In a 40-plus-year life, I have attended a seemingly endless number of training and education activities, many of which (at least those I remember!) have been very effective. So, last Friday, as I prepared to embark on a weekend training course focused on the art of becoming a trusted advisor to my clients, I was thinking “Will I be able to fine tune my skills?”.
But the weekend was an experience that went beyond my expectations, and left me much wiser than any two-day seminar ever has before! What was different – what made it so rewarding?
Of course, a well-designed program, with all the elements of adult learning principles incorporated, ensured it was engaging and interactive. As participants, we could see clear benefits to the training, speakers and topics were relevant, and the theory was backed up through experiential learning – mainly in the format of incredibly effective role plays.
But what made it so distinctively different from my earlier learning experiences? Sitting on the plane going back home, I was still asking myself that question. Then it occurred to me that it was the way feedback was provided.
A powerful four-step feedback model was applied throughout the weekend. The steps themselves are simple and, with a bit of practice, it’s easy enough to become proficient at applying them:
Observe – Describe the behaviour you see.
Example: “I observe that you talk more than you listen.”
Impact – Describe the impact that this behaviour has on you; it’s your personal perception and is intrinsically valid.
Example: “It makes you seem less interested in her needs.”
- Pause – Allow the recipient of the feedback to reflect and ask for any necessary clarification.
Make a suggestion – By making a suggestion, the feedback becomes a form of coaching, providing the recipient with practical ways in which they may change their behaviour, should they chose to do so.
Example: “You could try taking a few pauses and ask the person what she thinks?”

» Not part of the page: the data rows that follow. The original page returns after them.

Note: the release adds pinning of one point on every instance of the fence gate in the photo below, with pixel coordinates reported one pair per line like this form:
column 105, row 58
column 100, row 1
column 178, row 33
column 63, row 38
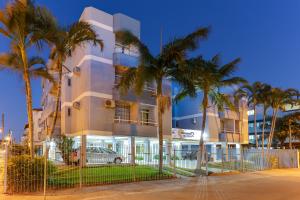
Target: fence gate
column 2, row 171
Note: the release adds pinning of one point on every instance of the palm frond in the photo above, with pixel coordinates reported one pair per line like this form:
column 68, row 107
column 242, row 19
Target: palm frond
column 41, row 72
column 36, row 60
column 165, row 103
column 233, row 81
column 126, row 38
column 127, row 80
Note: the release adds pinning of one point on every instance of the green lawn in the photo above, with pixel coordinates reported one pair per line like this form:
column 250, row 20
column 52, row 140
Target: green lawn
column 70, row 176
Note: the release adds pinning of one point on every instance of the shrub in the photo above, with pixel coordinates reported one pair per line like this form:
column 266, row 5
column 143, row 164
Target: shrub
column 25, row 174
column 17, row 150
column 156, row 157
column 139, row 158
column 65, row 145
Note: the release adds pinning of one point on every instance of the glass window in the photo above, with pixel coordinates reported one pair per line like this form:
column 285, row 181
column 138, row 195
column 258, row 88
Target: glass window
column 69, row 82
column 122, row 112
column 145, row 116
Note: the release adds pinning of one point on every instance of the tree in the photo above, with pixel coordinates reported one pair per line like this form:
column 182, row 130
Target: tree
column 278, row 100
column 63, row 42
column 264, row 100
column 210, row 77
column 169, row 63
column 21, row 22
column 251, row 92
column 286, row 127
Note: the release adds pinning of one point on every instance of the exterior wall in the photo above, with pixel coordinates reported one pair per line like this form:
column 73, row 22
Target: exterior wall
column 95, row 84
column 221, row 126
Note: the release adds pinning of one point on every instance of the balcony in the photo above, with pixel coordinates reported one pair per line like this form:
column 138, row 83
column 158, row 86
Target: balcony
column 230, row 114
column 126, row 60
column 147, row 97
column 134, row 128
column 229, row 136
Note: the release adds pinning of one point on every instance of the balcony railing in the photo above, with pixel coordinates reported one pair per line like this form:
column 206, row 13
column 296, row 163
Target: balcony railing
column 138, row 122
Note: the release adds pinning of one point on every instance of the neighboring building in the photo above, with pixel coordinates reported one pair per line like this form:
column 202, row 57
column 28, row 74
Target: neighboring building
column 38, row 136
column 92, row 107
column 259, row 124
column 224, row 130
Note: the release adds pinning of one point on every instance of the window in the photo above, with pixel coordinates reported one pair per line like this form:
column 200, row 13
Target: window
column 69, row 111
column 122, row 112
column 69, row 82
column 145, row 116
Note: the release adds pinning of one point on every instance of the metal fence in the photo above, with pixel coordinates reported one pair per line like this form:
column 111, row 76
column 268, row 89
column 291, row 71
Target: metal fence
column 76, row 168
column 73, row 167
column 243, row 160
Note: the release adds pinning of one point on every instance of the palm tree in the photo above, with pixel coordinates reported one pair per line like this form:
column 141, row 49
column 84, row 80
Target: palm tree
column 279, row 99
column 155, row 69
column 264, row 100
column 36, row 65
column 22, row 23
column 210, row 77
column 251, row 92
column 64, row 41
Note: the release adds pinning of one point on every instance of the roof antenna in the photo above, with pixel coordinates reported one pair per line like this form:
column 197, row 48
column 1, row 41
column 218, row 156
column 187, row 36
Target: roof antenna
column 161, row 35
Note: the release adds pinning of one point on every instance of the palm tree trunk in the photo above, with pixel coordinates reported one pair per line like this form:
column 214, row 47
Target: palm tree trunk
column 263, row 133
column 26, row 78
column 290, row 135
column 160, row 124
column 201, row 142
column 57, row 99
column 255, row 129
column 274, row 115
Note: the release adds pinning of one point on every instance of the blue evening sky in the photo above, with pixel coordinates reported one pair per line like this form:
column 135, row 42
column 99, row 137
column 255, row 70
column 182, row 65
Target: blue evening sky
column 264, row 33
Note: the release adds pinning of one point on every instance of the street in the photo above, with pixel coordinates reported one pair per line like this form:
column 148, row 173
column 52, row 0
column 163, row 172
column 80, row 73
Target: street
column 274, row 184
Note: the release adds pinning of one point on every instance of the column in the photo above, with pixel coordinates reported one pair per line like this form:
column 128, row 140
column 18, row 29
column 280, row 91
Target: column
column 214, row 152
column 132, row 151
column 168, row 151
column 83, row 151
column 147, row 150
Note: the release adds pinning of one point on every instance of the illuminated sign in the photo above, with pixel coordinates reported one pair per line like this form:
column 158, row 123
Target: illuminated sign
column 250, row 112
column 289, row 107
column 186, row 134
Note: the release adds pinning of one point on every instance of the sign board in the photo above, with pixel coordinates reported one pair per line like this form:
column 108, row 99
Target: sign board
column 186, row 134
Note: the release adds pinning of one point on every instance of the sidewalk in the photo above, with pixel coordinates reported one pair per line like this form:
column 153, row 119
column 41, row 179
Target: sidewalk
column 274, row 184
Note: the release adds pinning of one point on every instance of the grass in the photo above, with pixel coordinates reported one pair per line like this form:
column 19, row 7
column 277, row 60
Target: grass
column 180, row 171
column 108, row 174
column 230, row 165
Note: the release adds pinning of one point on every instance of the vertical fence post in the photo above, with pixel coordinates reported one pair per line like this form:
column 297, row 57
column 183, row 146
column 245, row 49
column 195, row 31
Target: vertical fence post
column 174, row 160
column 206, row 162
column 45, row 149
column 80, row 166
column 222, row 159
column 5, row 168
column 297, row 156
column 242, row 158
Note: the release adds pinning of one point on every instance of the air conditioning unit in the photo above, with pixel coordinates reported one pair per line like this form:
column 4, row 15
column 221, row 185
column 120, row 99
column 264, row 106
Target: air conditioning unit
column 76, row 71
column 110, row 103
column 194, row 120
column 76, row 105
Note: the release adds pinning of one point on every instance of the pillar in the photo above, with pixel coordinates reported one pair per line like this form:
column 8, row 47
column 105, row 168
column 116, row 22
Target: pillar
column 132, row 150
column 83, row 151
column 168, row 151
column 214, row 152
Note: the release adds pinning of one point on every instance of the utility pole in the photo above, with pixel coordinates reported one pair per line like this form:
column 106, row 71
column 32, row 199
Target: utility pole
column 161, row 36
column 3, row 132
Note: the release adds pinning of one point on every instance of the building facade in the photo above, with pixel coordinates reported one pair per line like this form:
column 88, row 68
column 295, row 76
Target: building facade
column 38, row 136
column 92, row 110
column 224, row 129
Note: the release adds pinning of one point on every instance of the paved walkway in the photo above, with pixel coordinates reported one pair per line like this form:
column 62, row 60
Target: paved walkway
column 274, row 184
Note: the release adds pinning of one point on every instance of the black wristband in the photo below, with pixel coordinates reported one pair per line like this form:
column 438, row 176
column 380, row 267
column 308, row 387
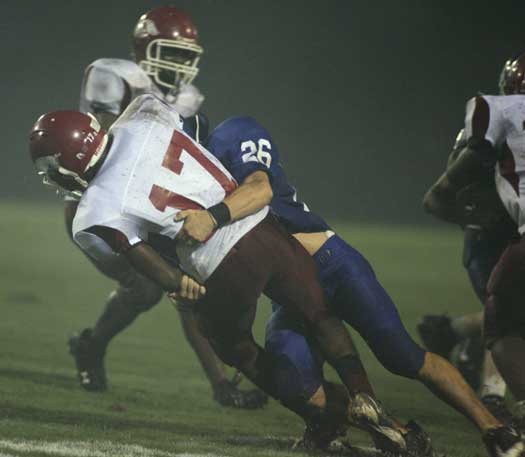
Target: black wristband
column 221, row 213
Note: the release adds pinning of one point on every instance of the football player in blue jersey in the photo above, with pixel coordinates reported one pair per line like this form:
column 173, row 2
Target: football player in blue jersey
column 246, row 149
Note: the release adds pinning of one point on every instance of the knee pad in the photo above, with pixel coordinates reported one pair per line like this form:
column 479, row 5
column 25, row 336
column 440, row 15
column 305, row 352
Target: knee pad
column 398, row 352
column 141, row 293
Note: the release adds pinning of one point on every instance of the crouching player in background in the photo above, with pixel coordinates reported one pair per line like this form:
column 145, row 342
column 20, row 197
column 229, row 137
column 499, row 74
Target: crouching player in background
column 488, row 228
column 166, row 54
column 246, row 149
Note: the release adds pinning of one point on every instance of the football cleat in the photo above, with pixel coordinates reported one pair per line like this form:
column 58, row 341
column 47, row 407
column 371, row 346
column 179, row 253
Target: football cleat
column 498, row 408
column 437, row 335
column 226, row 393
column 369, row 415
column 89, row 361
column 504, row 442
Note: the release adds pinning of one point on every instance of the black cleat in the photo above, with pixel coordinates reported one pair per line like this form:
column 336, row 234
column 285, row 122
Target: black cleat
column 497, row 407
column 89, row 361
column 437, row 335
column 504, row 442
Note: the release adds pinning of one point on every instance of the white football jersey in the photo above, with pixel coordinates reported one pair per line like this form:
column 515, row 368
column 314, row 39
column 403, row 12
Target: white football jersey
column 501, row 121
column 111, row 84
column 152, row 171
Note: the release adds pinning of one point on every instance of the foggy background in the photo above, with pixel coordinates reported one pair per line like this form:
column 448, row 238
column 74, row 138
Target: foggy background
column 363, row 99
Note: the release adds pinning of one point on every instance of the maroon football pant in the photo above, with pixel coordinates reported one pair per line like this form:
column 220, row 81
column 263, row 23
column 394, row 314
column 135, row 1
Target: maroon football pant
column 268, row 259
column 505, row 307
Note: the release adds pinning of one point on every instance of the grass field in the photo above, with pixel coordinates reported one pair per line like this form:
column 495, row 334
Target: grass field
column 159, row 403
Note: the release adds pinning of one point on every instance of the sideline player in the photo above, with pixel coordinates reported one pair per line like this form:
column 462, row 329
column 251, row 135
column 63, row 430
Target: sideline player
column 129, row 182
column 245, row 148
column 487, row 231
column 166, row 53
column 494, row 129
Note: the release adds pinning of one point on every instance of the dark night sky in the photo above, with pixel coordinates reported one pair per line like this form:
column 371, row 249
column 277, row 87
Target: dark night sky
column 363, row 98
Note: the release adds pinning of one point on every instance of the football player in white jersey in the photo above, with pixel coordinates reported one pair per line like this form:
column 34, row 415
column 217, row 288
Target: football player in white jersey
column 135, row 180
column 166, row 54
column 494, row 128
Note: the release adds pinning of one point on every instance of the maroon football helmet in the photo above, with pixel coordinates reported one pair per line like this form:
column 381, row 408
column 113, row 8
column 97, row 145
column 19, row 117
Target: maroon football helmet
column 165, row 46
column 65, row 146
column 511, row 80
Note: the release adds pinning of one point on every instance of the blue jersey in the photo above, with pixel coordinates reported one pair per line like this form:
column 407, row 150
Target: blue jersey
column 244, row 147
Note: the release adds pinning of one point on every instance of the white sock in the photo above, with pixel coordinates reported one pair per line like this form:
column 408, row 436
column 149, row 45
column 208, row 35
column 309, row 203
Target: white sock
column 493, row 385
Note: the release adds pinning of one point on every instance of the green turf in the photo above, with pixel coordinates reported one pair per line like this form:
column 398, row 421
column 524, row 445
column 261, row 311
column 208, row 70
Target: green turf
column 159, row 398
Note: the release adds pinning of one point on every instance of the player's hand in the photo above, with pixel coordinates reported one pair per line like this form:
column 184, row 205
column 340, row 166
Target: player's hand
column 228, row 394
column 189, row 290
column 198, row 226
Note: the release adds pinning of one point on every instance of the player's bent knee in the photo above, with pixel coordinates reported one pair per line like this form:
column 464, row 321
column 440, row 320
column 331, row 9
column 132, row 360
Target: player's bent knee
column 398, row 353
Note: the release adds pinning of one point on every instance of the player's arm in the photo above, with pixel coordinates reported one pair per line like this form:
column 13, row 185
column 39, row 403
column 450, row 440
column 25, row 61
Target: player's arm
column 251, row 196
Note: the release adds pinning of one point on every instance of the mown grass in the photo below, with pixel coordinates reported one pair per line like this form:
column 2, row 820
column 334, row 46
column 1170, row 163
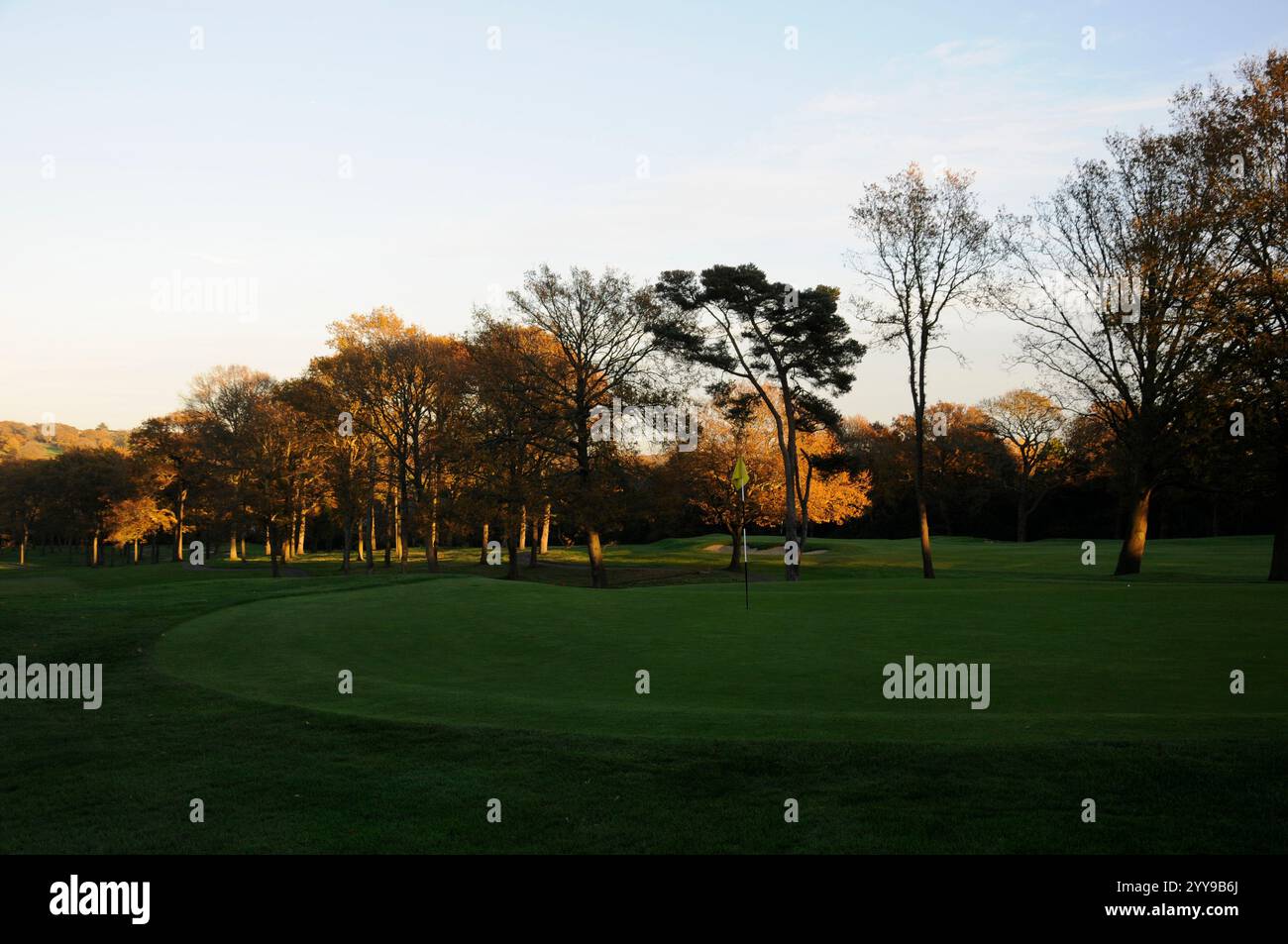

And to get the most out of it, remember this when you are the person receiving feedback:
- Listen to the feedback
- Avoid becoming defensive or launching a counter-attack
- Convey that you understand the observation and its impact
- Accept praise – don’t deny it
Spending two days with trainers who had superb observation and feedback abilities really made a difference. When given correctly and by a person you trust, feedback is probably one of the most effective learning techniques of all. Even we, as participants, started to help each other improve our performance using this powerful, yet simple, technique.